Affective Collective: In the Name of Production, or Protest as Method

Affective Collective: In the Name of Production, or Protest as Method
Date
Fri April 27th 2018, 12:00 - 1:15pm
Event Sponsor
CREEES Center for Russian, East European & Eurasian Studies
Location
Encina Hall West, Room 219
Speaker: Jasmina Husanovic

This talk brings into focus some universal lessons and theoretical insights based on the experience of protests and plenums in Bosnia and Herzegovina. Various similar interventions into conflict and social justice in the former Yugoslav region, as well as internationally, are challenging the governance of trauma and destitution with its old and new forms of political and economic authority and rationality, including adjacent forms of alienation permeating the social fabric.
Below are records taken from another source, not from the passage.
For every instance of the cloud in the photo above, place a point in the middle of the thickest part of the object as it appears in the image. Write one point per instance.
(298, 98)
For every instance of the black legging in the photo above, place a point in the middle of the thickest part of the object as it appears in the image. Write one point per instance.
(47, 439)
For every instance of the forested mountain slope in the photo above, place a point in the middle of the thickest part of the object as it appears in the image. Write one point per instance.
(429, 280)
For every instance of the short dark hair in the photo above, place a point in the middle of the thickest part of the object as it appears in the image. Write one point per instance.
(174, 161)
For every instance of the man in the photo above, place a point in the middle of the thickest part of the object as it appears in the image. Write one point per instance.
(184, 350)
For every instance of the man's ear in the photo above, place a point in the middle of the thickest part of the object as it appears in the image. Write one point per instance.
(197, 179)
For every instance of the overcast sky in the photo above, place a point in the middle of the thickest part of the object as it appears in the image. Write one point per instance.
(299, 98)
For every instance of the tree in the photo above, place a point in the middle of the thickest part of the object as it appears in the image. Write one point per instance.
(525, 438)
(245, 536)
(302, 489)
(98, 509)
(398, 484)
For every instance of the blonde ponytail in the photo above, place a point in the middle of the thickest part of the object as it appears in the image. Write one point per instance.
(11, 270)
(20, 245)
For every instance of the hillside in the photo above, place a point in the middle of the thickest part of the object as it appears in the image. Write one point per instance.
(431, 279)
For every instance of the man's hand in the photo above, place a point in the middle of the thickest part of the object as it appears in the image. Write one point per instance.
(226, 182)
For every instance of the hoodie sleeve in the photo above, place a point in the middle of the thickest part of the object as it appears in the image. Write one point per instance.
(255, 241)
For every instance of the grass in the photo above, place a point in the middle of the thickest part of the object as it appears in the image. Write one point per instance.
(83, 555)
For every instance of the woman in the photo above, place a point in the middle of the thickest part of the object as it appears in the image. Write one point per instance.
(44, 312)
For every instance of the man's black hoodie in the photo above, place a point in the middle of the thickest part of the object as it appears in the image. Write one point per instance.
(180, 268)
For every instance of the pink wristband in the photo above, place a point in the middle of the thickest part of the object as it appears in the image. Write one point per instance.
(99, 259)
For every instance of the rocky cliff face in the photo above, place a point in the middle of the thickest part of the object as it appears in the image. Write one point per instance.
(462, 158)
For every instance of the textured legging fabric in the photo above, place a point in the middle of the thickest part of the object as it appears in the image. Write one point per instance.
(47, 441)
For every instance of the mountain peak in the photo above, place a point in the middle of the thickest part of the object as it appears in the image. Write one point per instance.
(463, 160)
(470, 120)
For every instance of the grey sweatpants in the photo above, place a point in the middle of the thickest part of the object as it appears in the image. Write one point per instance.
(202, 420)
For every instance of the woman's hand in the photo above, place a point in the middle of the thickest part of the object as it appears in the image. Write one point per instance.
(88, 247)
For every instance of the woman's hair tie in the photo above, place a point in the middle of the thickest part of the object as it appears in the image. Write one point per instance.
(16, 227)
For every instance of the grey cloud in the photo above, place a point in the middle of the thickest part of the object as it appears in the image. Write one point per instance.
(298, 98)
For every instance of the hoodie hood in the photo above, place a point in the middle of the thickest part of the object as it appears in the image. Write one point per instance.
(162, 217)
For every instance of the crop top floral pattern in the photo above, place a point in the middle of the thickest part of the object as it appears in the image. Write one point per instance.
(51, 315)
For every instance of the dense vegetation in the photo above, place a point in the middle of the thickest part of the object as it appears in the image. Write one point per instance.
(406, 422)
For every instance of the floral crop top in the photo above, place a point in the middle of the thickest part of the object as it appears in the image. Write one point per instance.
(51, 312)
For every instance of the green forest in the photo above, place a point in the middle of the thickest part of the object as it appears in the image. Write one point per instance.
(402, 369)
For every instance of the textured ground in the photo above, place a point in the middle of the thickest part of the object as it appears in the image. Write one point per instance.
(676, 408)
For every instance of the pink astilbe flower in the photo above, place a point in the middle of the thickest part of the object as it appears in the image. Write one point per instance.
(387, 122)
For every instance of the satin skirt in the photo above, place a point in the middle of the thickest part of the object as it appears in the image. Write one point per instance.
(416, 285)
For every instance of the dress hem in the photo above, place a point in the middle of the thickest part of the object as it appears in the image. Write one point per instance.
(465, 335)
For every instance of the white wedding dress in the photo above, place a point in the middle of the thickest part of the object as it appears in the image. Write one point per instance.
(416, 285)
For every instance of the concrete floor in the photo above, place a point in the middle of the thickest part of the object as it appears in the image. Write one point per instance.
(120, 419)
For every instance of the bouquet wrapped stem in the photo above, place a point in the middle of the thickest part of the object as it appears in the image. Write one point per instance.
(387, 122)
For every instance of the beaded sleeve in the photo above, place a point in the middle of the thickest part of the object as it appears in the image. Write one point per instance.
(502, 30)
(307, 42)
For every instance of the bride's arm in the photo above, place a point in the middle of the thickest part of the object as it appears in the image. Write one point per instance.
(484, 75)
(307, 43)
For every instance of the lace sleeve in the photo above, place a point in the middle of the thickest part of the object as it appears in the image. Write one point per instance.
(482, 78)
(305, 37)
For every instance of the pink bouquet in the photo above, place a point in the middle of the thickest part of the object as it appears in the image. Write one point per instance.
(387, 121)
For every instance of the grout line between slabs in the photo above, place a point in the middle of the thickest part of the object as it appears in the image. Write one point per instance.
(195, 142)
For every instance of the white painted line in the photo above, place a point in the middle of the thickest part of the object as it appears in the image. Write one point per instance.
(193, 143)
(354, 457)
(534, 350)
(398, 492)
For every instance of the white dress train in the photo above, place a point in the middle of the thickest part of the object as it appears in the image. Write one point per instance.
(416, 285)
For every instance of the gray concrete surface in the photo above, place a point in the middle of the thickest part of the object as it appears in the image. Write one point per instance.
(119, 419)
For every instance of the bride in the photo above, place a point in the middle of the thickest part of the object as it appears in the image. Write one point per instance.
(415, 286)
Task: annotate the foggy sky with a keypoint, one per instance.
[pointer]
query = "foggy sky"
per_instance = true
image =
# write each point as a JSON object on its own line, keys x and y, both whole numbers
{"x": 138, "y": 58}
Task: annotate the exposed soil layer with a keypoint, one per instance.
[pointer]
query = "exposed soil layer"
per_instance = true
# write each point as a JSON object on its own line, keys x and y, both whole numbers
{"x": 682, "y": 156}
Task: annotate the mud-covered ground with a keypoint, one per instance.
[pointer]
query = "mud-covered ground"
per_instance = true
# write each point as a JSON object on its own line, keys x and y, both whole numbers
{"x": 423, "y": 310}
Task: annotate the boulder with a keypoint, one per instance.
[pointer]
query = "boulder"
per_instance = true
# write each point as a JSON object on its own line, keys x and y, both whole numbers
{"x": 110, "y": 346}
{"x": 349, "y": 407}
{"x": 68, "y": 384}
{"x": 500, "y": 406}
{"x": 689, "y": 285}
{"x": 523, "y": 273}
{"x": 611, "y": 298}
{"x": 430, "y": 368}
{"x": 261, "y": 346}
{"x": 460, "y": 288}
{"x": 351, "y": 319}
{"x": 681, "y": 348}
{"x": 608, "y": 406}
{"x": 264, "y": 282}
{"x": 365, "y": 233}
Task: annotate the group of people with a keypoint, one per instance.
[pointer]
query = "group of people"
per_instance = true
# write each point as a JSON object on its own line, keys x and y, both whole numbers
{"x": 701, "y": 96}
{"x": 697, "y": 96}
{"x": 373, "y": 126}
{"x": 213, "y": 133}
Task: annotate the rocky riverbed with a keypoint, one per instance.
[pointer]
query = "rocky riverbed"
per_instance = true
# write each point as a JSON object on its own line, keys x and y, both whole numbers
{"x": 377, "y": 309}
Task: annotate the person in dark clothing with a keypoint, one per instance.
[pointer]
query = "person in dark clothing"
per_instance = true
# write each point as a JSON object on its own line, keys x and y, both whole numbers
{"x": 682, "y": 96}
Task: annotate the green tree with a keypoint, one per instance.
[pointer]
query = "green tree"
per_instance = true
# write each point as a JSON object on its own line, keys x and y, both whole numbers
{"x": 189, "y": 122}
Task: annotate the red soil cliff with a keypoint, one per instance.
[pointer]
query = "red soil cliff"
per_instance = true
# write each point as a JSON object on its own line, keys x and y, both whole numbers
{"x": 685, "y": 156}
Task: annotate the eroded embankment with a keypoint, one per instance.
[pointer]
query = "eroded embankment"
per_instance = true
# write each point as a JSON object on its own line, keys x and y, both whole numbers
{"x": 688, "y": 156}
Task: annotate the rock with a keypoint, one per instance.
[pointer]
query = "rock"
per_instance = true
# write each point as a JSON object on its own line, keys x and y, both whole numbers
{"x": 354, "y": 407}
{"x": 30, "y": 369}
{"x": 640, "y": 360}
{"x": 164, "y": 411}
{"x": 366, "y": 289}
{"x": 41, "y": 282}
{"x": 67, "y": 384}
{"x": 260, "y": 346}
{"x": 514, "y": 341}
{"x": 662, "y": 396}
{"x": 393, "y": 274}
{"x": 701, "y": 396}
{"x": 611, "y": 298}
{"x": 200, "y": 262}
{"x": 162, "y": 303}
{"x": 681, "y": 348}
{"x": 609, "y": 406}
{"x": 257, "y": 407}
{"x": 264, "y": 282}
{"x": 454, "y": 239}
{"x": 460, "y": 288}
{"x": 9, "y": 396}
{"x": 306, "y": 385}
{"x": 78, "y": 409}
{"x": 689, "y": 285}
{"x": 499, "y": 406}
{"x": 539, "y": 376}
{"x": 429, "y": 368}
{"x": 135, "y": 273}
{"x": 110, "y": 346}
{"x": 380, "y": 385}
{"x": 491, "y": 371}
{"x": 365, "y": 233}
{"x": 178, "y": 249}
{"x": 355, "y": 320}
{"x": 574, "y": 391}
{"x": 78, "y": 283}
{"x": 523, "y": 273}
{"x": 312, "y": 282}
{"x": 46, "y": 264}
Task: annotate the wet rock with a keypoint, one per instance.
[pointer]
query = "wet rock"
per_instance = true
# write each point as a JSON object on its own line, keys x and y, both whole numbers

The affective turn in humanities and social sciences sheds crucial light on the politics and economies of emotions in contemporary grassroots social movements and workers' struggles which transgress the logic of victimization as commodification and instead protest for production. Also, the attempts to reconsider, reimagine and redo the questions of method have underpinned such promising interventions in empowering transformative collective agencies and imaginaries locally (e.g. DITA Factory, Workers' University). In this sense, the problem of “affective collective” leads us to the issue of infrastructure in a novel and prescient way that repoliticizes the means of producing collective political protest today, and methods necessary for it.
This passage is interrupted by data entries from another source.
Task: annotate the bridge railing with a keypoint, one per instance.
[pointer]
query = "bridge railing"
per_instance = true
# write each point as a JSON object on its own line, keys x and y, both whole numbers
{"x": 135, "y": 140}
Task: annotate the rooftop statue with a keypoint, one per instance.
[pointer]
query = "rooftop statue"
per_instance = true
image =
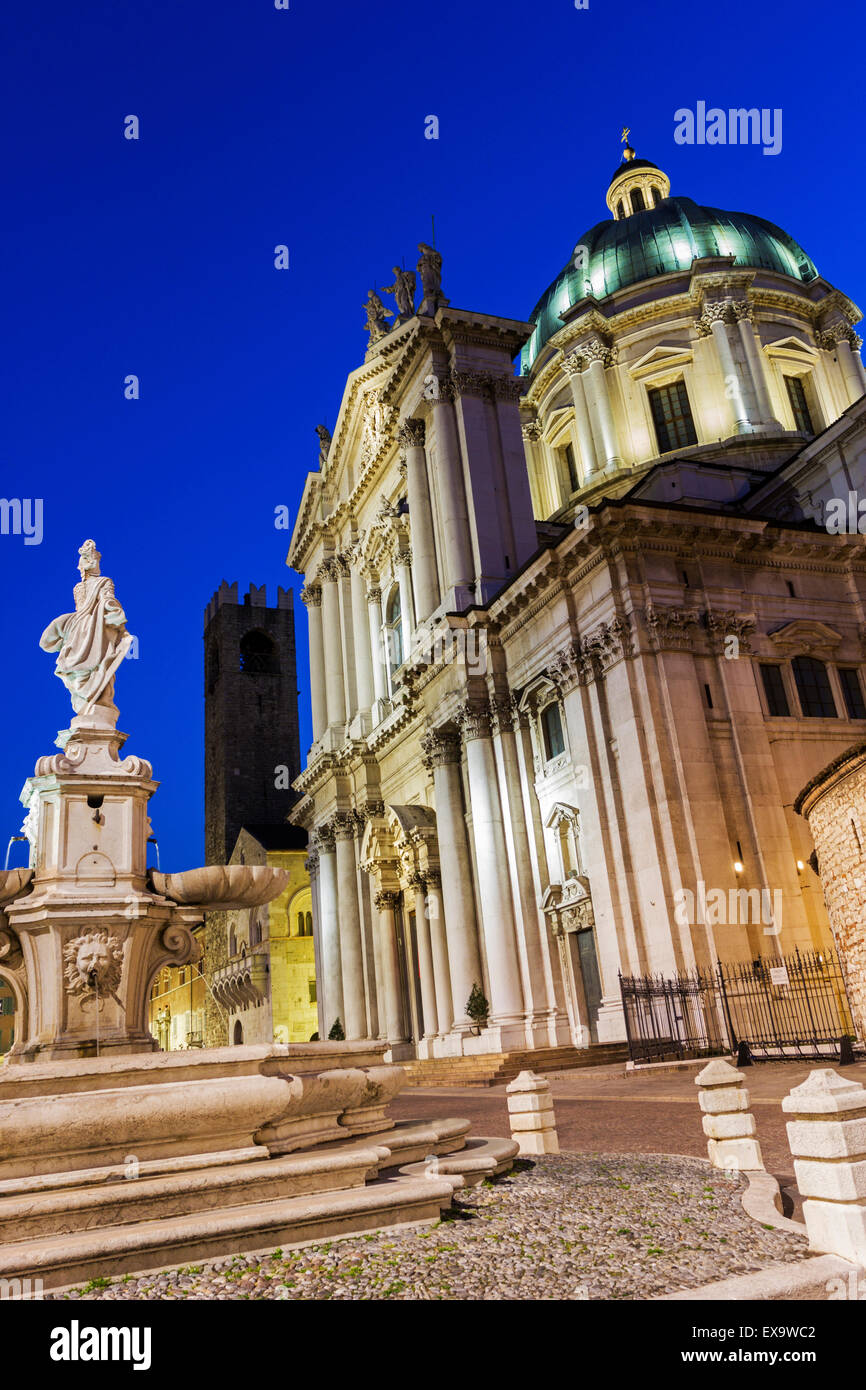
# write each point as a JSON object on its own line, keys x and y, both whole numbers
{"x": 376, "y": 317}
{"x": 92, "y": 641}
{"x": 324, "y": 444}
{"x": 403, "y": 291}
{"x": 430, "y": 270}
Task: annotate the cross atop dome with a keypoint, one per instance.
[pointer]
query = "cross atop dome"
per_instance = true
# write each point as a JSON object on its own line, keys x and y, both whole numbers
{"x": 637, "y": 185}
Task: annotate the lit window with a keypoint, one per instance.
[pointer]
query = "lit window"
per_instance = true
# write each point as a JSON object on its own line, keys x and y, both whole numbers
{"x": 813, "y": 688}
{"x": 774, "y": 690}
{"x": 852, "y": 691}
{"x": 394, "y": 631}
{"x": 672, "y": 416}
{"x": 797, "y": 395}
{"x": 552, "y": 731}
{"x": 570, "y": 469}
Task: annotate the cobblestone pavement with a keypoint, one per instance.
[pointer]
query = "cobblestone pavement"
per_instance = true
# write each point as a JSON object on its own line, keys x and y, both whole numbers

Jasmina Husanović (Husanovic-Pehar) is an Associate Professor at the Faculty of Philosophy, University of Tuzla, Bosnia and Herzegovina, and chair of Cultural Studies. She earned her PhD in 2003 at the Department of International Politics, University of Wales, Aberystwyth, UK, with a thesis entitled, “Recasting Political Community and Emancipatory Politics: Reflections on Bosnia.” Her research interests are in cultural and political theory and praxis dealing with the politics of witnessing, equality and solidarity, governance of life and culture of trauma, as well as emancipatory politics with a focus on intersecting public spaces of cultural and knowledge production (critical pedagogies in art, education and activism). She has published widely on these themes in the post-Yugoslav region and internationally, including a monograph, two co-edited volumes and numerous articles in scholarly journals and edited volumes. She is currently engaged in various teaching, publishing and research initiatives and platforms regionally and internationally concerning the issues of memory, trauma, violence, solidarity and social justice.